Catholic Doctrine on Sex and Marriage – It’s Time for a Change! … Lest the Cross of Christ Be Emptied of Its Power

Authored by Dr. Donald Asci in Issue #35.4 of The Sower

When Pope Francis called for a synod to address the pressing issues of marriage and family life, many responded by speculating that the moment had finally arrived for the Catholic Church to change its official doctrines on sex and marriage. Voices from within the Church and from without took to the internet to foster anticipation for this change, evoking memories of the buildup to Pope Paul VI’s Humanae Vitae in 1968, with some suggesting that the synod offers the Church the chance to “get it right this time.”

Of course, the call for a change to the official Catholic doctrines on sex and marriage is nothing new. It has been a recurring murmur within the Church, especially among so-called revisionist Catholic theologians, for the past fifty years.

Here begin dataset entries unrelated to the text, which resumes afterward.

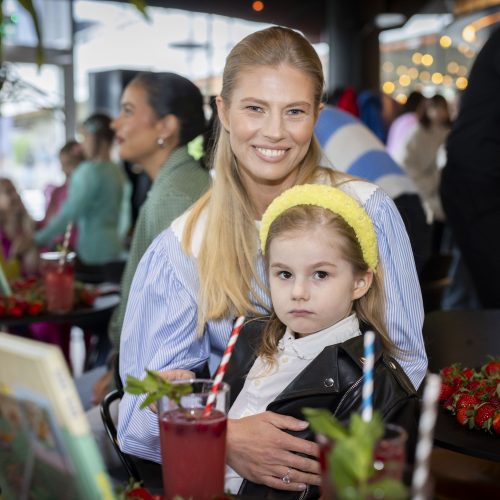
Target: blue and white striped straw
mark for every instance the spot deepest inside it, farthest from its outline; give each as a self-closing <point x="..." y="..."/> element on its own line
<point x="367" y="406"/>
<point x="420" y="481"/>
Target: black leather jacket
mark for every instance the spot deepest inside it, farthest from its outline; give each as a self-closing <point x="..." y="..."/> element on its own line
<point x="332" y="380"/>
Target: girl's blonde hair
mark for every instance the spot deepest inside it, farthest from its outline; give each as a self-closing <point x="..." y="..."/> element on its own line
<point x="227" y="256"/>
<point x="370" y="308"/>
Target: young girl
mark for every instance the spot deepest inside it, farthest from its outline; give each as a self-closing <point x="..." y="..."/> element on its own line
<point x="325" y="280"/>
<point x="95" y="201"/>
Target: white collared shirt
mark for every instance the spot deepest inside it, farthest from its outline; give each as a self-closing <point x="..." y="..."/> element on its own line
<point x="263" y="383"/>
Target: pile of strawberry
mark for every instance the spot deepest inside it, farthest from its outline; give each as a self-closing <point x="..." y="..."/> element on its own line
<point x="473" y="396"/>
<point x="28" y="297"/>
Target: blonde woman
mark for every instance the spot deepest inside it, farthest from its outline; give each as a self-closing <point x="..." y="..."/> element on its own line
<point x="206" y="268"/>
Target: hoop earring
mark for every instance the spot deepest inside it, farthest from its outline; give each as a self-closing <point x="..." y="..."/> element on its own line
<point x="234" y="163"/>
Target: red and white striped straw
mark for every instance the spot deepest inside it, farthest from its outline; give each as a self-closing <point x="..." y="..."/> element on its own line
<point x="223" y="365"/>
<point x="64" y="250"/>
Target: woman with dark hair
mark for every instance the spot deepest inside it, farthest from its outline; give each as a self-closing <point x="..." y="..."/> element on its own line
<point x="95" y="198"/>
<point x="424" y="154"/>
<point x="160" y="114"/>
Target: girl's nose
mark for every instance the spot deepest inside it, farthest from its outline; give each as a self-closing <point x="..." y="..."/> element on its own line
<point x="300" y="290"/>
<point x="273" y="126"/>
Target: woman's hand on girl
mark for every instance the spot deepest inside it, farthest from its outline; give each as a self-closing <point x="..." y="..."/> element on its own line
<point x="259" y="450"/>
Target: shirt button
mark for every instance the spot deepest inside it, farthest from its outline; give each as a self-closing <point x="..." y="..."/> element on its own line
<point x="328" y="382"/>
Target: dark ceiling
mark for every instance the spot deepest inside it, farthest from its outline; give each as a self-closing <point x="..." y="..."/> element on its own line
<point x="308" y="16"/>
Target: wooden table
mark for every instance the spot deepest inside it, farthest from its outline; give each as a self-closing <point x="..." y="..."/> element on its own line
<point x="451" y="435"/>
<point x="468" y="337"/>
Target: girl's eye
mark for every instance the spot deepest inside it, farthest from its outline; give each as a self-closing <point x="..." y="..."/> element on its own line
<point x="321" y="275"/>
<point x="257" y="109"/>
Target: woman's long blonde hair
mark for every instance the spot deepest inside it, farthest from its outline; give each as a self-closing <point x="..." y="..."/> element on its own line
<point x="370" y="308"/>
<point x="227" y="256"/>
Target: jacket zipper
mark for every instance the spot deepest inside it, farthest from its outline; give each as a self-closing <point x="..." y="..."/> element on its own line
<point x="304" y="493"/>
<point x="353" y="386"/>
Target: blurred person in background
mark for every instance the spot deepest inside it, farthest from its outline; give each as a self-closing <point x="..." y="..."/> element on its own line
<point x="16" y="227"/>
<point x="160" y="114"/>
<point x="70" y="156"/>
<point x="97" y="197"/>
<point x="423" y="159"/>
<point x="404" y="125"/>
<point x="350" y="146"/>
<point x="470" y="184"/>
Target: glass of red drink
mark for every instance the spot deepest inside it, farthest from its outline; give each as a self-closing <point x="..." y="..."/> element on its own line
<point x="193" y="445"/>
<point x="59" y="279"/>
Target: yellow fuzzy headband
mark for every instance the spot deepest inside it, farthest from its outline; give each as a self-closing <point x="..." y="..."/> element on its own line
<point x="332" y="199"/>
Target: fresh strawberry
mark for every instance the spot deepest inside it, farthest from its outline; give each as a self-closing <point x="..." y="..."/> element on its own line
<point x="466" y="401"/>
<point x="139" y="493"/>
<point x="462" y="416"/>
<point x="447" y="390"/>
<point x="15" y="311"/>
<point x="35" y="308"/>
<point x="468" y="373"/>
<point x="492" y="368"/>
<point x="496" y="423"/>
<point x="449" y="371"/>
<point x="484" y="414"/>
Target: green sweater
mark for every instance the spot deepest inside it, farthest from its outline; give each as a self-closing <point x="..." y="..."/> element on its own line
<point x="180" y="182"/>
<point x="95" y="203"/>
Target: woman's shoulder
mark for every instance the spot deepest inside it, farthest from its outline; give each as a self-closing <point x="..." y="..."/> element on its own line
<point x="179" y="225"/>
<point x="359" y="189"/>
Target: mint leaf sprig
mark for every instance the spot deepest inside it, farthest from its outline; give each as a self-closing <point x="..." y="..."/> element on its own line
<point x="350" y="461"/>
<point x="155" y="387"/>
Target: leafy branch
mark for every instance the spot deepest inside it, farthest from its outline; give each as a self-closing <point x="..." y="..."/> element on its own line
<point x="350" y="460"/>
<point x="28" y="6"/>
<point x="155" y="387"/>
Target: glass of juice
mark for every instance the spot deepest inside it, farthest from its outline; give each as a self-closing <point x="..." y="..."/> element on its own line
<point x="193" y="445"/>
<point x="390" y="453"/>
<point x="59" y="279"/>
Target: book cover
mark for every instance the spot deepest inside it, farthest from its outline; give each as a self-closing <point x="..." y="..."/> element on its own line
<point x="47" y="450"/>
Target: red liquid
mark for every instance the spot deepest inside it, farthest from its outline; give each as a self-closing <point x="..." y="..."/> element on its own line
<point x="193" y="450"/>
<point x="59" y="288"/>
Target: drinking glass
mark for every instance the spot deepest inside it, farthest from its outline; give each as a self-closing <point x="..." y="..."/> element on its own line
<point x="390" y="453"/>
<point x="59" y="279"/>
<point x="193" y="446"/>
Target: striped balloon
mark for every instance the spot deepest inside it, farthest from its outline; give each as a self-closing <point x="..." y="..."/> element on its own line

A central component of the revisionist position has been the apparent disconnect between the doctrines and the real lives of contemporary men and women. Under the notion of historicity, the revisionist position further contends that the official teachings of the Church have become outdated and out of place in the modern world, failing to meet the real needs of men and women in the modern sexual sphere. The proposed doctrinal changes, so the claim goes, would bring harmony between doctrine and reality, with the teachings on sex and marriage finally conforming to the living of sex and marriage, thus allowing the teachings to speak to the needs of real men and women.

While this mentality of change is nothing new, the anticipation of change has gained new energy as Pope Francis has been fashioned by the media as some sort of new pope for a new Church, who will—perhaps—teach new doctrines. As misguided as this sort of thinking may be, the question of doctrinal change has been serious enough to lead members of the hierarchy and even the pre-synod documents to clarify that no doctrinal change should be expected from the synod. Instead, the synod has been presented officially as an opportunity to continue and renew the work of the recent Magisterium, especially Pope Saint John Paul II, in proclaiming God’s plan for man and woman and marriage. As a result, the synod fathers have explicitly set before themselves the task of finding a “credible manner” of “proclaiming and living the Gospel of the Family” in response to the social and spiritual crisis “so evident in today’s world.”